Atsu3110 · October 4, 2020, 3:19pm

Hi all , my question is related to the following question.

Example of second order derivative (single variable)

In the above post, the questioner proposed a MAML example.

My 1st question is : can torch.autograd work for in-place copy operation to update parameters with second order gradients ? For example, can the following toy MAML example work ?


import torch
from torch.autograd import grad

# f(x) = 2x + 3

x_train = torch.tensor(2., requires_grad=True)
y_train = torch.tensor(7., requires_grad=True)  # 2 * 2 + 3 = 7

x_test = torch.tensor(0.2, requires_grad=True)
y_test  = torch.tensor(3.4, requires_grad=True) # 0.2*2 + 3 = 3.4

W = torch.nn.Parameter(torch.tensor(1., requires_grad=True))

n_inner_update = 3

for step in range(20):
    y_pred = x_train * W + 3.
    loss = torch.abs(y_pred - y_train)
    inner_grad = grad(loss, W, create_graph=True)[0]

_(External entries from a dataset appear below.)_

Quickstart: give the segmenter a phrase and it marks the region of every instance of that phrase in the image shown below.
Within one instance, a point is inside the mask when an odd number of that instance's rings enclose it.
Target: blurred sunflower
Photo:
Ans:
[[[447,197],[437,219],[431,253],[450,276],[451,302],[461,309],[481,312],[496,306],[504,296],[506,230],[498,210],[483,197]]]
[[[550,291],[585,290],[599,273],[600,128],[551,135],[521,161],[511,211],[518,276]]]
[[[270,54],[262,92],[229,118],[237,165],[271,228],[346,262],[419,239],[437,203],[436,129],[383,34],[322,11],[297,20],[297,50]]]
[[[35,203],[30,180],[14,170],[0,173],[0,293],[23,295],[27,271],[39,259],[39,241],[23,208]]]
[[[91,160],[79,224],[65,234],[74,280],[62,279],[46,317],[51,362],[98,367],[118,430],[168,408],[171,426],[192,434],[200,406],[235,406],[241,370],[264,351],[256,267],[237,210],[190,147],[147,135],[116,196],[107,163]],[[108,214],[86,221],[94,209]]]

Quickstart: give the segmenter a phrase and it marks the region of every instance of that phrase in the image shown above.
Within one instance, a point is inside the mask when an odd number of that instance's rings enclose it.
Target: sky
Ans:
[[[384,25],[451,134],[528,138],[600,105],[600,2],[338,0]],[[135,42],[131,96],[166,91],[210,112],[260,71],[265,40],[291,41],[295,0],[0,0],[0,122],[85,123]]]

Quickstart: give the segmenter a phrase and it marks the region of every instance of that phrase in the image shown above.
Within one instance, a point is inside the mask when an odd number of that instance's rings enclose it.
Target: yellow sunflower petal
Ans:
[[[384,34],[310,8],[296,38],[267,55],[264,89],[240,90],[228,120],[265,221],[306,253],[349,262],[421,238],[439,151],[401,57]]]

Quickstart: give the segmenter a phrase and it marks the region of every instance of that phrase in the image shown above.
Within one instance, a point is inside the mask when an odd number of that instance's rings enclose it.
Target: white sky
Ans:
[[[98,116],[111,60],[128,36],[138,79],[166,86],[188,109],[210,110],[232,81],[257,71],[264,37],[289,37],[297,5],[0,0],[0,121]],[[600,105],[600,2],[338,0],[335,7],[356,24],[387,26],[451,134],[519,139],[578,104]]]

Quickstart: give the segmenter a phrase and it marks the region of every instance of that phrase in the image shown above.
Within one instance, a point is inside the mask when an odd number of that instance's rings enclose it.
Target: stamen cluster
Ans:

    for inner in range(n_inner_update - 1):
        y_pred = x_train * W + 3.
        loss = torch.abs(y_pred - y_train)
        inner_grad = grad(loss, W, create_graph=True)[0]
        with torch.no_grad():
            W.copy_(W - inner_grad* 0.002)

    y_pred_test = x_test * W + 3.
    outer_loss = torch.abs(y_pred_test - y_test)
    outer_loss_wrt_W = grad(outer_loss, W)[0]
    with torch.no_grad():
        W.copy_(W - outer_loss_wrt_W * 0.01)
    print(loss.item())

My Second question is : Why the following errors happns if torch.no_grad() is removed from the line ?
Could a in-place copy operation be a node of computational graphs whose nodes have gradients ?

RuntimeError Traceback (most recent call last)
in
24 inner_grad = grad(loss, W, create_graph=True)[0]
25 # with torch.no_grad():
—> 26 W.copy_(W - inner_grad* 0.002)
27
28 y_pred_test = x_test * W + 3.

RuntimeError: a leaf Variable that requires grad is being used in an in-place operation.